Seven personal injury actions fall after assessor says 'cars never made contact'

Seven personal injury actions worth up to a total of €420,000 from a 'rear-ending' road traffic accident have been dismissed or withdrawn after a motor assessor told a court that the two cars involved never collided.

Seven personal injury actions fall after assessor says 'cars never made contact'

Seven personal injury actions worth up to a total of €420,000 from a 'rear-ending' road traffic accident have been dismissed or withdrawn after a motor assessor told a court that the two cars involved never collided.

At Ennis Circuit Court, Judge Gerald Keys dismissed four personal injury actions and three more were withdrawn from the alleged road traffic accident between a Ford Focus and an Almera in the village of Inagh on March 13, 2014.

In dismissing the lead personal injury case by the driver of the Almera, Sarah Warren, (aged 22) of Ballycar, Newmarket-on-Fergus, Co.
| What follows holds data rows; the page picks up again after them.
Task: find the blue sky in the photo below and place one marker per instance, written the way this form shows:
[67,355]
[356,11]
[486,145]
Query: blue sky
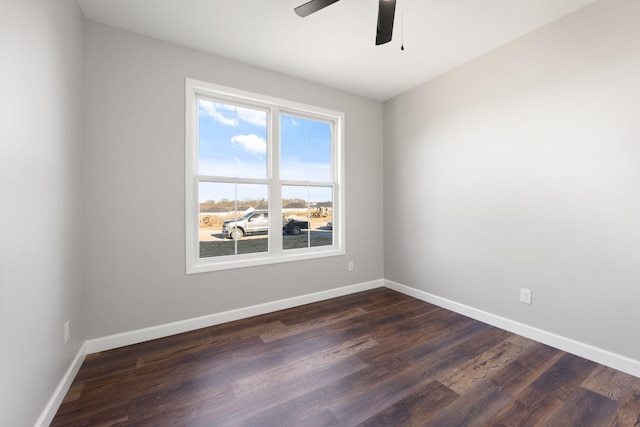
[233,142]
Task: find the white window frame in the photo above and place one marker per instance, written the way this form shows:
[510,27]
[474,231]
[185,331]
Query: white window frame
[274,106]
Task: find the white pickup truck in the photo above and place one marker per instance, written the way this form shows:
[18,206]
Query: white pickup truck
[254,221]
[251,222]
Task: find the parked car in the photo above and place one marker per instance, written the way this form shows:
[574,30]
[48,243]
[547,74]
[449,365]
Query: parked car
[294,226]
[251,222]
[254,221]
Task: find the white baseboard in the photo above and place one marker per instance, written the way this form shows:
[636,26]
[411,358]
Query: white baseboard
[587,351]
[598,355]
[160,331]
[60,392]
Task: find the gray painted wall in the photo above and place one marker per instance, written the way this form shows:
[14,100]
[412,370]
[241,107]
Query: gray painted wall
[522,169]
[135,187]
[41,201]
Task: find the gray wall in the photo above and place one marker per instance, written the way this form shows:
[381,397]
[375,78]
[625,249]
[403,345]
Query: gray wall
[41,201]
[521,169]
[135,187]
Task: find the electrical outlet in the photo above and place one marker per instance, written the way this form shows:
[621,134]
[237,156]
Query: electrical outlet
[66,331]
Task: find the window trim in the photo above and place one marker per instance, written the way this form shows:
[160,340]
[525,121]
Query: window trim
[275,106]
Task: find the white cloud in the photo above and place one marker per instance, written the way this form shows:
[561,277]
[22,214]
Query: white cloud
[255,117]
[233,114]
[251,143]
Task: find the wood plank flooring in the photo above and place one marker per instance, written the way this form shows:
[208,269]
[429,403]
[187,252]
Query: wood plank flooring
[376,358]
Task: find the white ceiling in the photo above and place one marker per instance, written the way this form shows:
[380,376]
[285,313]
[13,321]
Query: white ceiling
[336,46]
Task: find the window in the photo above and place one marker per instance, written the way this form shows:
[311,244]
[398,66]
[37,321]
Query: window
[264,179]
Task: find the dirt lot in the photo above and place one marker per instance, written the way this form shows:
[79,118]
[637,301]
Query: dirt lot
[259,242]
[213,243]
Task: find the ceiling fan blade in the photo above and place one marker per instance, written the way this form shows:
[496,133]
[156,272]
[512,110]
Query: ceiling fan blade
[312,6]
[386,13]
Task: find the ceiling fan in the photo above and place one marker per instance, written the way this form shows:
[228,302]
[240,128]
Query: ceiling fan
[386,13]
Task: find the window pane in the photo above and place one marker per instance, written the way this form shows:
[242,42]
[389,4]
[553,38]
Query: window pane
[305,149]
[232,140]
[234,219]
[308,215]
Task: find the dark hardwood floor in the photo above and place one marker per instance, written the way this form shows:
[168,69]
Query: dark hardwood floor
[377,358]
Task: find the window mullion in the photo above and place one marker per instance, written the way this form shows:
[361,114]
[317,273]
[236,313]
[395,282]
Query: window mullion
[275,198]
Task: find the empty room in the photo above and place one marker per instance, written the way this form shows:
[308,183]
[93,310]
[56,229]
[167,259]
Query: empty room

Clare, Judge Gerald Keys said that he is not satisfied that the impact described by Ms Warren is consistent with the damage caused to the two cars.
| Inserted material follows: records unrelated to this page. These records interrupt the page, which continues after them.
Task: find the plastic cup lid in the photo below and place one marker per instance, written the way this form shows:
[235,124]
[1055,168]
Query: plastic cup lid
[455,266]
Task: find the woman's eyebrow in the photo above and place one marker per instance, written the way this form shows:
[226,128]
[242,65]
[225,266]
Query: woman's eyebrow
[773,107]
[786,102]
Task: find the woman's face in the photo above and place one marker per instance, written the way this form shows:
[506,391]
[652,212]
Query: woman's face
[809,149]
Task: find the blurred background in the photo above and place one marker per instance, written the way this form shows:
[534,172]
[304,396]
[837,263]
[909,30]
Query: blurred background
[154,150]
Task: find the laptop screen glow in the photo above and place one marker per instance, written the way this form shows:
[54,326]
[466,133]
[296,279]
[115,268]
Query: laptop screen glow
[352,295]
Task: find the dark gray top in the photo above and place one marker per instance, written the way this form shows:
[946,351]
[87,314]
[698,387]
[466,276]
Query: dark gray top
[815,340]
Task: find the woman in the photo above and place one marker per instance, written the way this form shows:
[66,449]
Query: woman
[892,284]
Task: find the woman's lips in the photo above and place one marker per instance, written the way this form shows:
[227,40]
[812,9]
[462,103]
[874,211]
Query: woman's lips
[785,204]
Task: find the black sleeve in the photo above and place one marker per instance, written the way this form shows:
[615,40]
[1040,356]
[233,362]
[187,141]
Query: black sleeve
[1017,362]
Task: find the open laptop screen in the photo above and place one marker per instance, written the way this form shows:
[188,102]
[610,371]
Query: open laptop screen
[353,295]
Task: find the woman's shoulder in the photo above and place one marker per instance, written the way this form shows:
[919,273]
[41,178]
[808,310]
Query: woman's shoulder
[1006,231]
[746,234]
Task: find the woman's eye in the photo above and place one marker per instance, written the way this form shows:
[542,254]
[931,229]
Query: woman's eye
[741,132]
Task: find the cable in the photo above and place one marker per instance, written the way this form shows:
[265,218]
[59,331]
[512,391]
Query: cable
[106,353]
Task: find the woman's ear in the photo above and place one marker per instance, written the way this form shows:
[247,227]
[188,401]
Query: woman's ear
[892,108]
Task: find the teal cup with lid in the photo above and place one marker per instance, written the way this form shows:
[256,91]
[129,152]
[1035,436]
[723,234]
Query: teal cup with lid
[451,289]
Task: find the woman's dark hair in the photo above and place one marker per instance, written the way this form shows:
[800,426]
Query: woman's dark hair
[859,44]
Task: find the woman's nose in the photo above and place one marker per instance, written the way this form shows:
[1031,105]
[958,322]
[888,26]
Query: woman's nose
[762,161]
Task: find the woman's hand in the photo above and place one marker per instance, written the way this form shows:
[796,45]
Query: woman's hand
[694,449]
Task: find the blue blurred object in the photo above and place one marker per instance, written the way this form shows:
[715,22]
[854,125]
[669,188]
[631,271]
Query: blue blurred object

At the outset, counsel for the Motor Insurers Bureau of Ireland (MIBI), Henry Downing SC, said that he was pleading a defence of fraud in Ms Warren’s case and this was only the fifth time in his 30-year long career that he made such a defence against a personal injury claim.

Mr Downing told the court: “This was a set-up.”

However, counsel for Ms Warren, Patrick Whyms BL, said after Judge Keys made his ruling: “No finding of fraud has been made and that is the beginning and the end of it.”

Judge Keys agreed saying: “I am not saying there is fraud.”

Three of Ms Warren’s passengers sued for personal injuries along with two she had never met before - they were friends of her then-boyfriend, Conor Nestor who was a front-seat passenger.

Judge Keys said: “I don’t want to be over-critical but Ms Warren is very naive to find herself in a situation like this where passengers were picked up in very, very suspicious circumstances and it so happened there was a crash.”

Mr Whyms said: “If there was a nefarious background to this it seems very unlikely that it involved the plaintiff.”

Mr Whyms said that a medical report on March 14, 2014, found that Ms Warren was injured on March 13th and that is uncontradicted evidence.

Expert motor assessor for the MIBI, Liam Cotter, told the court that it is impossible that the cars collided to cause the damage that occurred.

He said: “I don’t like using the word impossible but in this case it is appropriate as the damage to the two cars is so divergent.

“These two cars never made contact - never collided.”

Mr Cotter said that he has assessed thousands of cars from road traffic accidents, saying: “I have never come across a case where the damage was so divergent and so inconsistent. I actually formed the view that these cars never collided at all."

“They were damaged in two separate and very definite different incidents.”

Mr Cotter said that there was no paint transfer between the two cars before adding that it was likely that Ms Warren’s car reversed into a pole and the Ford Focus had damage consistent with a driver driving over a traffic island.

Mr Cotter said: “I accept there is a possibility that these cars made very light contact but not sufficient to put the damage on either car.”

A second motor assessor agreed with Mr Cotter's findings.

In her evidence, Ms Warren denied reversing her car into a pole and said: "I am here to tell the truth".

Ms Warren said that she was a trainee hairdresser with Peter Mark in Ennis at the time but had to give up hairdressing because of the soft tissue injuries to her back sustained in the rear-ending.

Ms Warren said that she currently works as a waitress in Jersey where she hopes to commence an apprenticeship to be a Trust Officer on the island.

Ms Warren said her car had been rear-ended as she was taking a left to Ruan on her way back from Lahinch on March 13, 2014.

Ms Warren told the court: “I was rattled and shocked that it had happened and when I woke up the next day I felt a bit stiffer than normally - I hadn't felt this pain before."

Five years after the accident, Ms Warren said:

“To be honest with you I still have the pain in shoulders and my back.”

Ms Warren agreed that she didn’t disclose to the MIBI a previous €2,500 injury award for whiplash she received from an October 2011 crash.

After Judge Keys dismissed Ms Warren’s lead personal injury case, three other personal injury actions from the same accident were withdrawn and Judge Keys dismissed a further three cases where the plaintiffs failed to show.